The most strong empirical support for the theory of broken windows came from the work of a great political scientist Wesley Skogan, who found out that certain kinds of social and physical disorder were related to certain types of serious crime. However, Skogan prudently recommended caution in the interpretation of his results as proof of the validity of the theory of broken windows. Even this qualified support has been questioned by some of the researchers. Byanalysing the Skogan’s data again,a famous political theorist Bernard Harcourt found out that the link between the neighbourhood disorder and snatching of purse, assault, rape, and burglary vanished when the issues like poverty, neighbourhood stability, and race were statistically controlled. Only there is the link between disorder and robbery remained. Harcourt also criticized the theory of broken windows for fostering “zero-tolerance” policies that are prejudicial against the disadvantaged groups of the society.

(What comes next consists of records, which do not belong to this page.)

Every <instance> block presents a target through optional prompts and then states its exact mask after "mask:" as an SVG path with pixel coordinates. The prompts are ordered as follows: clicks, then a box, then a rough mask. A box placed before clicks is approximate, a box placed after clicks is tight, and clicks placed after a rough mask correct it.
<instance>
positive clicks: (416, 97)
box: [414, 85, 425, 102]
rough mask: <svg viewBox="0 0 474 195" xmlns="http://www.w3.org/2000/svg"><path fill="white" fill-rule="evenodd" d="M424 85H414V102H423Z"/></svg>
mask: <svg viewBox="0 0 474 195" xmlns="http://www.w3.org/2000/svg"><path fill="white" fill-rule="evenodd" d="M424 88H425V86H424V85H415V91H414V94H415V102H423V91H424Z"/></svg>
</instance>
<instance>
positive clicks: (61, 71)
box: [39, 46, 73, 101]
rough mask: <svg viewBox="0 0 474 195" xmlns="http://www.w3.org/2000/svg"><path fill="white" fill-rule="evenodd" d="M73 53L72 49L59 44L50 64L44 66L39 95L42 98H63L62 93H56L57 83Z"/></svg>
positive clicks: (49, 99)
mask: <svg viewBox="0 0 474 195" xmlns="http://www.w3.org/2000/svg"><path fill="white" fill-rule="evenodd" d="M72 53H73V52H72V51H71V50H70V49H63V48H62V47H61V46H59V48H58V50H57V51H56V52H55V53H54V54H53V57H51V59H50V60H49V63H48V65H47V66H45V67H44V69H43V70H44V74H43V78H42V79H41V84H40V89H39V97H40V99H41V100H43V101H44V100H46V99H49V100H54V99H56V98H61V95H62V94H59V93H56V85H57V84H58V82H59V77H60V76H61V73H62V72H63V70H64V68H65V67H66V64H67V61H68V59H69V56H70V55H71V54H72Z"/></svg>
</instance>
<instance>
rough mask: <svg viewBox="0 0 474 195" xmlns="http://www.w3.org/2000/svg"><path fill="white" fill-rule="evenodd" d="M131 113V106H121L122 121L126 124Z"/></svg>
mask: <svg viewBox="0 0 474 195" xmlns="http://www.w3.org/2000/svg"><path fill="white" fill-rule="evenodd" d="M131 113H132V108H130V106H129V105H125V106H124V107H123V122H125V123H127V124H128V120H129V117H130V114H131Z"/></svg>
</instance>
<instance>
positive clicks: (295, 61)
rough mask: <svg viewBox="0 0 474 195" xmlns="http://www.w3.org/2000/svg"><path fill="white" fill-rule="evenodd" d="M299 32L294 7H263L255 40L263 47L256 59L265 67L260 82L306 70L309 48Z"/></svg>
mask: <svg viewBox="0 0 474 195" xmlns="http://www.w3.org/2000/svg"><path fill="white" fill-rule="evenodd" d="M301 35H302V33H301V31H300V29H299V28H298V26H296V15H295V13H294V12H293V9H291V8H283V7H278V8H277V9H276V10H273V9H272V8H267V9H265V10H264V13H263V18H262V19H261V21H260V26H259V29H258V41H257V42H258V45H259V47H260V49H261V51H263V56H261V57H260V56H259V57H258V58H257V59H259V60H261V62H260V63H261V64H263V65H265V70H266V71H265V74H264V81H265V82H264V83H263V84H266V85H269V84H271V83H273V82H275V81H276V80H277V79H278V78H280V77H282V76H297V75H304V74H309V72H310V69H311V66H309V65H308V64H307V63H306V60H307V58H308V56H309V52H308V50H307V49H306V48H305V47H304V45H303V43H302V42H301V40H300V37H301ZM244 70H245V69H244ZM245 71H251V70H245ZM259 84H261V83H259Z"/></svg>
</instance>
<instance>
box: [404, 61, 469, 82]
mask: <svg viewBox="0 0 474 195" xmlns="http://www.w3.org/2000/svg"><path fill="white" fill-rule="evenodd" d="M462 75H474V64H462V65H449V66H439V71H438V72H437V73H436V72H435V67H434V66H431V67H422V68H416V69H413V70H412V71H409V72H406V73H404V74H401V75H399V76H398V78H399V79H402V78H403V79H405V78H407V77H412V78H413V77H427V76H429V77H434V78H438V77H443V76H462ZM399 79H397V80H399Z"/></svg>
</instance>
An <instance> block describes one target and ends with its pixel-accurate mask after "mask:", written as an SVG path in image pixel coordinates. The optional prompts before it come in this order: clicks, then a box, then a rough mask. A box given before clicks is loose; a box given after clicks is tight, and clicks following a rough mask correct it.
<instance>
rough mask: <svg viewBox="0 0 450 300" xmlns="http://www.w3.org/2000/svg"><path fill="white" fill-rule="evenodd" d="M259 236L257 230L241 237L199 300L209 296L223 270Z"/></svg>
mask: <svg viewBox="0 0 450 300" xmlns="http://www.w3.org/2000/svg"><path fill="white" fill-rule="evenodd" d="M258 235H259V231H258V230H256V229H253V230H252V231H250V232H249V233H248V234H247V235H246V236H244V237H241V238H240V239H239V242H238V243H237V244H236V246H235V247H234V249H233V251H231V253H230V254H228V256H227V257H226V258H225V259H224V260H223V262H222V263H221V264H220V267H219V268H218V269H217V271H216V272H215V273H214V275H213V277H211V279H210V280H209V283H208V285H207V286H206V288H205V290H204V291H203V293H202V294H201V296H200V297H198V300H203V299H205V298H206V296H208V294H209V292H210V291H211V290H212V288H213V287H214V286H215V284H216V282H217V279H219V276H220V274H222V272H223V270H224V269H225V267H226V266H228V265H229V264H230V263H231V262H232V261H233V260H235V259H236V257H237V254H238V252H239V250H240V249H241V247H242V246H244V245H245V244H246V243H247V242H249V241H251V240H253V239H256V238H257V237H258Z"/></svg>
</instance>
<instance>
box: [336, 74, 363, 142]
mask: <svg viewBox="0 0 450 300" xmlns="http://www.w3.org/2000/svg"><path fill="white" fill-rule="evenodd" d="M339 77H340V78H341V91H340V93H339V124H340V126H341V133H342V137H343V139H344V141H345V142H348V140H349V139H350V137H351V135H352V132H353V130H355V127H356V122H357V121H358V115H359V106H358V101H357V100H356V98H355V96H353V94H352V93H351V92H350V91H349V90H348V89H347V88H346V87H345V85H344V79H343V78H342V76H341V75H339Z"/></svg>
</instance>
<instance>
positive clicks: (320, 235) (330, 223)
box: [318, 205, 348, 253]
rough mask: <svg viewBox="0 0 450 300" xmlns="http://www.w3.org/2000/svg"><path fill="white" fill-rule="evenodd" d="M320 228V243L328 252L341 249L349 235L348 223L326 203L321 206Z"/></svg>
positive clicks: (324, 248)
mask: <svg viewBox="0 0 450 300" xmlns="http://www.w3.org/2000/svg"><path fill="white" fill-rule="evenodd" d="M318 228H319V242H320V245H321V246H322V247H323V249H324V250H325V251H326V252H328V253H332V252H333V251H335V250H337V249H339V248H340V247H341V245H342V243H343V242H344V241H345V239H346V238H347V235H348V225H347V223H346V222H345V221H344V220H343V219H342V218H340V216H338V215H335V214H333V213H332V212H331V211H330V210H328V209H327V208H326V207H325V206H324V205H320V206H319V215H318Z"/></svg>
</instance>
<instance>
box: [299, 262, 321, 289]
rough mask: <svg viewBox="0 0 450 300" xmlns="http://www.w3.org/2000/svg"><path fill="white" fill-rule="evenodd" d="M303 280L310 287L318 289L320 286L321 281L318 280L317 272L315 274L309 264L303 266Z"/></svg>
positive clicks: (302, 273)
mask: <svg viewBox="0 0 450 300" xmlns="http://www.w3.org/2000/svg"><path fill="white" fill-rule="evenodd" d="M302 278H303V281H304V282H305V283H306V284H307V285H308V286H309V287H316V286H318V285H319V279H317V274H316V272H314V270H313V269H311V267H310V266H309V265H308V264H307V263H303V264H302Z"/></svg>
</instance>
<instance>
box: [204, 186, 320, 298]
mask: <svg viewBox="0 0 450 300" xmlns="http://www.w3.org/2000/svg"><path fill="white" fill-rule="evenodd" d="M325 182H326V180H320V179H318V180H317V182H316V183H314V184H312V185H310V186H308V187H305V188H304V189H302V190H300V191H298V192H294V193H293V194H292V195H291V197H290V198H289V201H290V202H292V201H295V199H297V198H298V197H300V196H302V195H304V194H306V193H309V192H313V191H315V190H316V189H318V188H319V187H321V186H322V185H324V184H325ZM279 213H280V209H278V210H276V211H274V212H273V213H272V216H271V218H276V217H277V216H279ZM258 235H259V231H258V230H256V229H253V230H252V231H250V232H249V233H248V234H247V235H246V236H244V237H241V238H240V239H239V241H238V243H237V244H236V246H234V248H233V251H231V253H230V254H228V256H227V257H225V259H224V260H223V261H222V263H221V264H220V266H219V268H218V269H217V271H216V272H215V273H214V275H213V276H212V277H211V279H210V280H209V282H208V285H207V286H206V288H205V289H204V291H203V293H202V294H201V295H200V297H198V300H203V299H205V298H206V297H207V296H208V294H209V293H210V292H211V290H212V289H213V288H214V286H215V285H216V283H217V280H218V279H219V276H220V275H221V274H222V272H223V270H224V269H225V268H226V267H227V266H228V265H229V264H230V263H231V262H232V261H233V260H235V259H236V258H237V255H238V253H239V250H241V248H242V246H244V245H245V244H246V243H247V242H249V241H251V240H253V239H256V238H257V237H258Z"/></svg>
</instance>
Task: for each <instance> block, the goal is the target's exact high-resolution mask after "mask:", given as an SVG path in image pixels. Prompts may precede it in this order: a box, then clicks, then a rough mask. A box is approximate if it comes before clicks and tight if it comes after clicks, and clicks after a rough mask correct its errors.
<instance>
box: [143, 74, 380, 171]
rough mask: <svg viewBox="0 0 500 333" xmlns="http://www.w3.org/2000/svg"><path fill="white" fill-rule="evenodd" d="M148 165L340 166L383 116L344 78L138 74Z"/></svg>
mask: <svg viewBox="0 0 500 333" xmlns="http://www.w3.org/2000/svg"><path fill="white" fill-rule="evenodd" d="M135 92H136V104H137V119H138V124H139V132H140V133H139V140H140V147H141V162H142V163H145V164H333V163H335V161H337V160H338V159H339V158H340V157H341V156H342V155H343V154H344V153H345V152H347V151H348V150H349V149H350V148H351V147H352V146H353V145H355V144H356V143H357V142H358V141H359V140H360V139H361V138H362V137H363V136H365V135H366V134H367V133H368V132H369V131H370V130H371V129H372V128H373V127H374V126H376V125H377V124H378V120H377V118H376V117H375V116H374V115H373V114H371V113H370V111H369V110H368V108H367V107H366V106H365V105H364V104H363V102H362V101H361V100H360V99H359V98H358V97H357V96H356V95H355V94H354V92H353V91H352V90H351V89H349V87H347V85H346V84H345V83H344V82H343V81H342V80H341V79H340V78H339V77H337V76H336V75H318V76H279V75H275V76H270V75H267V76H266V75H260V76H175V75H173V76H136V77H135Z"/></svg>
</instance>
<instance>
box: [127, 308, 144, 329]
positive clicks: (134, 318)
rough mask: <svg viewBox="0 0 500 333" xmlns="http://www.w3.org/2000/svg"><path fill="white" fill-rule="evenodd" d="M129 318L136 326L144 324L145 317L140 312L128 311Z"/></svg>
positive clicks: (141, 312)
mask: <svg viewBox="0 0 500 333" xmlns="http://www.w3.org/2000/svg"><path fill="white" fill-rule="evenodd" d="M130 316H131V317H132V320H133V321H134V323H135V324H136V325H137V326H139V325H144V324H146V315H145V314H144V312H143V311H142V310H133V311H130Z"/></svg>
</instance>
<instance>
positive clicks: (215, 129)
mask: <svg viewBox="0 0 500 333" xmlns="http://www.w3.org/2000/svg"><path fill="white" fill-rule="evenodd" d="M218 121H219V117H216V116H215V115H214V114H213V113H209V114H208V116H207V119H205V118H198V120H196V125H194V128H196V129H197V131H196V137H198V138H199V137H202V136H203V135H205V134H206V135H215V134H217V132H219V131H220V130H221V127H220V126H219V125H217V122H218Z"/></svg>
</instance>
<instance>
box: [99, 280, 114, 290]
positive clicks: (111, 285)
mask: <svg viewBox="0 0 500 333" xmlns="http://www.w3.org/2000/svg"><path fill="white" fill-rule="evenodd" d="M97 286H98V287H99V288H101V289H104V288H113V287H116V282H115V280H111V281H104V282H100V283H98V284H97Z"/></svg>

In his little attempt to link serious crimes with disorder, criminal justice scholar Ralph Taylor found out that there is no distinct pattern of relationships between crime and disorder that is emerged. Rather, some particular disorderly acts were linked to some specific crimes. He concluded that the attention to disorder in general might be an error or mistake and that, while lightly connected, certain acts may not reflect a general state of disorder. He suggested that specific problems would require a very specific solutions. This seemed to provide more support for problem-oriented policing strategies than it did for the theory of broken windows.

In short, the validity of the theory of broken windows is not known. It is safe to conclude that the theory of broken windows does not explain everything and that, even if it is valid, companion theories are necessary to fully explain the technicality of a crime. Alternatively, a more detailed and proper model is needed to consider many more cogent factors. Mostly, the study of the topic has, however, validated the link between disorder and fear. There is also strong support for the belief that fear increases a person’s desire to abandon disorderly communities and move to environments that are more hospitable for him. This option is available to the middle class, who can afford to move, but not to the poor people, who have fewer choices and less income. If the middle class people move out and the poor people stay, the neighbourhood will inevitably become economically disadvantaged. It suggests that the coming next wave of theorization about neighbourhood dynamics and crime may take an economic bent.